Matanda-Moyo is the wife of Foreign Affairs minister and ex-military general, Sibusiso Moyo, who played an active role in Mugabe’s removal.
“Corruption must be fought in very visible ways and not only by putting in place measures that mitigate against it.
“We still have a long way to go on all fronts. Talk is cheap. We have a deficit in terms of real action,” said Mukundu.
Zimbabwe Community in South Africa chairperson Ngqabutho Mabhena expressed similar sentiments and called on Mnangagwa to go a step further and launch a lifestyle audit on his ministers, Members of Parliament, top government officials and the ruling Zanu PF party chefs.
“Mnangagwa must be serious in fighting corruption. Just a few days ago, we saw on social media a Zanu PF MP importing a luxurious vehicle and we wonder where he got that money from.

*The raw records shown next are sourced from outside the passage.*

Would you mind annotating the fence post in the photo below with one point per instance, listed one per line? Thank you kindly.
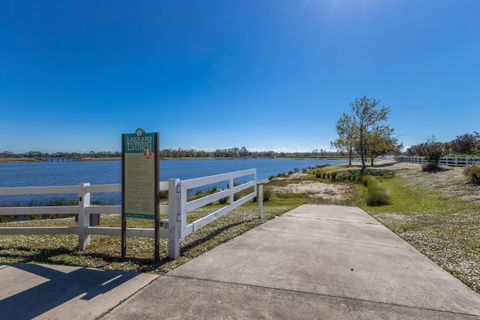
(174, 219)
(261, 214)
(83, 218)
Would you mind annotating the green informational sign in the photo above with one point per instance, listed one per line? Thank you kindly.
(140, 174)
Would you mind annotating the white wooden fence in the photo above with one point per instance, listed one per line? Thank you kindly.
(446, 161)
(177, 209)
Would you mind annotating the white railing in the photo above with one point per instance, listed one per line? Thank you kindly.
(446, 161)
(177, 209)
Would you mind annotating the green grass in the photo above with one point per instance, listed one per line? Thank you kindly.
(406, 199)
(443, 228)
(104, 251)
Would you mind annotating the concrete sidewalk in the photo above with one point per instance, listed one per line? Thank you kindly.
(30, 291)
(314, 262)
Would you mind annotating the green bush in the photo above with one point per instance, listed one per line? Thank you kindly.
(369, 181)
(377, 195)
(430, 167)
(473, 172)
(267, 193)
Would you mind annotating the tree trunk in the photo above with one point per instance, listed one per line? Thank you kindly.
(362, 151)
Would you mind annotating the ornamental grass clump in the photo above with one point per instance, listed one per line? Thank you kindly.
(473, 172)
(377, 194)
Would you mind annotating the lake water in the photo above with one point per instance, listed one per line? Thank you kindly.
(106, 172)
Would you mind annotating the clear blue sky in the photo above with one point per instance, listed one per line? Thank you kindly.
(205, 74)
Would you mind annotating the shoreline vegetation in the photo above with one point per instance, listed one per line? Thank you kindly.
(437, 213)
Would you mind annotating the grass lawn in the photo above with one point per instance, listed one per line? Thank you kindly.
(443, 226)
(436, 214)
(104, 251)
(445, 229)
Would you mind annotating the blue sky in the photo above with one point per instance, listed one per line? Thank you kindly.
(271, 74)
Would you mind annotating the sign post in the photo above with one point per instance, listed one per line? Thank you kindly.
(140, 182)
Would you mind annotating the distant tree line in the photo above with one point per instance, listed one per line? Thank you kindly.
(242, 152)
(467, 144)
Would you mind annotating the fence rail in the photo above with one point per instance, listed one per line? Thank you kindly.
(445, 161)
(179, 206)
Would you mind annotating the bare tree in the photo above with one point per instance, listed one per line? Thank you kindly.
(367, 115)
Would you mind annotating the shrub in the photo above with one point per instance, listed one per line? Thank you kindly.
(368, 181)
(473, 172)
(267, 193)
(377, 195)
(430, 167)
(342, 176)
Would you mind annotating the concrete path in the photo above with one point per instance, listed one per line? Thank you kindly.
(314, 262)
(30, 291)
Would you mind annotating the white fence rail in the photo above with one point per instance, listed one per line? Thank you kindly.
(446, 161)
(177, 209)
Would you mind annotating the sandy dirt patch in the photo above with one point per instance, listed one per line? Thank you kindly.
(316, 190)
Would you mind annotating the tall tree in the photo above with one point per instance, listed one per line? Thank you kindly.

Such cases must be investigated,” he said.
Zanu PF spokesperson Simon Khaya Moyo recently revealed that the party was worried about rampant corruption and expressed dismay that a few individuals had been convicted by the courts.
Southern Africa director with the Africa Division at Human Rights Watch, Dewa Mavhinga, stressed that the anti-corruption crusade would only be meaningful if there are high-profile investigations, arrests, prosecutions and convictions of senior political figures, including those that are perceived to be close to Mnangagwa.
“There is a strong perception, justifiably so, that corruption is rife in government institutions in Zimbabwe,” he said.
“The government needs to address this through concrete actions, not mere promises that there will be no tolerance to corruption.”